Kurt Kobain, la rockstar dei Nirvana, era geniale. Armato della musica , interpretava il popolo, ne faceva scalpitare la speranza. Sono piovuti soldi a palate, era corteggiato da donne che cadevano ai suoi piedi, teneva case in abbondanza. Tanta fama, altrettanta gloria. Kurt si dimenticò di essere uomo: si staccò dalle sue radici, non riusciva più ad essere creativo. Nell’ultima lettera scritta alla moglie, Courtney Love, si sfogò: “Siamo diventati ripetitivi; non ce la faccio più”. Dimentico delle sue origini, era diventato arido, aveva smarrito il genio. Nella stessa lettera diceva a Francio Bean, la sua piccola di due anni e nove mesi: “Non ricordare tuo papà solo per questo gesto”. E prima della firma scrisse: “Eppure lassù qualcuno ci ama”.

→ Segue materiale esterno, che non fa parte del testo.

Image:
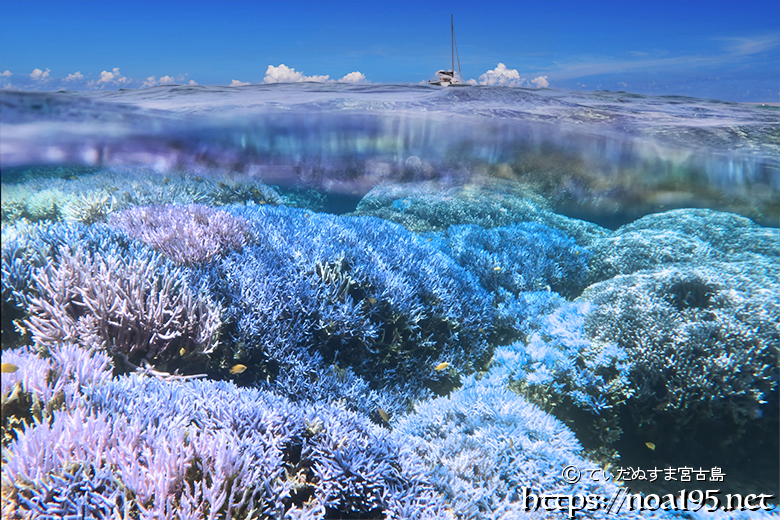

L’uomo: un pugno di polvere, uno sputo di fango, quasi nulla. Per Dio era tutto, è rimasto tutto. Ai primordi della creazione era la compagnia cercata di Dio. Poi divenne geloso, dubitò di Dio. E, da quell’istante, tutto il mondo divenne un’attesa. Scollegato da Dio, tutto è divenuto attesa. Cosicché anche quando tutto quello che l’uomo attende dovesse arrivare nella più bella delle maniere, nasce d’acchito l’ansia che tutto questo, così bello, finisca: ancora un’attesa. E’ sempre tutto in attesa, un’attesa che sembra non finire mai, che non ha termini, che non molla nemmeno nelle ore notturne dei letti. E l’uomo, per accorciare l’attesa, pone una scadenza. Ma la scadenza crea un’altra attesa e così il gioco non finisce mai. A che servono le parole di Sofonia: «Non temere, Sion, non lasciarti cadere le braccia! Il Signore tuo Dio in mezzo a te è un Salvatore potente» (liturgia della III^ domenica di Avvento). Hai ragione: si può vivere anche di pubblicità, di vestiti firmati, di canzonette, di pallone: il somaro di zio Checco è grande e grosso e non conosce Gesù. Ma prima o poi in te nasce il desiderio di capirti: chi sono? Da dove vengo? Dove vado? La vita, quello che ti circonda, la storia. Apri gli occhi: appena si sposterà il Battista, entrerà in scena Cesare Augusto. Diverrà celebre per un censimento: si pensava Dio. Come tanti, voleva mettere un numero agli abitanti di quella regione, voleva schedarli, voleva averli sotto controllo. “Quanti sono?”, vuol saper Cesare. E si dispone a contarli, promulga un editto, mobilita con un bando turbe intere su quell’impero tanto sconfinato da far paura. Vuol sapere quanti sono, vuol sapere da quanti è adorato! Dai tempi di Adamo, l’uomo sogna la schiavitù. E per non sentirsi schiavo, schiavizza gli altri: tutto il mondo diventa un mondo di schiavi che sognano di essere Dio e s’accorgono di essere schiavi.
Schiavi dei loro schiavi.
Poi un giorno capita in fronte il Battista: un uomo rocambolesco, spigoloso e forte. Ti sbatte in faccia le attese di Dio, ciò che Dio s’aspetta dall’uomo per poterlo salvare. Per tre volte il popolo grida a Giovanni: «Ma allora, che cosa dobbiamo fare?» La domanda giunge dalle folle, dai pubblicani, dai soldati: categorie di persone che stanno sotto il potere. Non dal potere: non sia mai! Chi comanda non può prendersi il lusso di mostrarsi dubbioso. Il popolo sogna Dio, invece: non è una massa di imbecilli, è una somma di uomini. E l’uomo è un’immagine di Dio. La risposta del Battista è sorprendente: non costringe nessuno a cambiare radicalmente vita. Non chiede poco, non chiede nemmeno molto: chiede quasi tutto, questo è il problema. Dice di imparare a condividere, d’imparare ad essere solidali, di non aver paura di chi cammina accanto. Ai pubblicani non propone di cambiare il loro vecchio mestiere, appreso in anni di sudditanza: dice semplicemente di attenersi alle regole, di rispettare quello che è stato richiesto, senza approfittare, senza rubare. Sarebbe già tanto: ieri, come oggi. Anche ai soldati stranamente non chiede di cambiare il loro compito sociale, ma pone un comando che il Vangelo conosce solo qui: non minacciate! Poche cose, il poco che basta.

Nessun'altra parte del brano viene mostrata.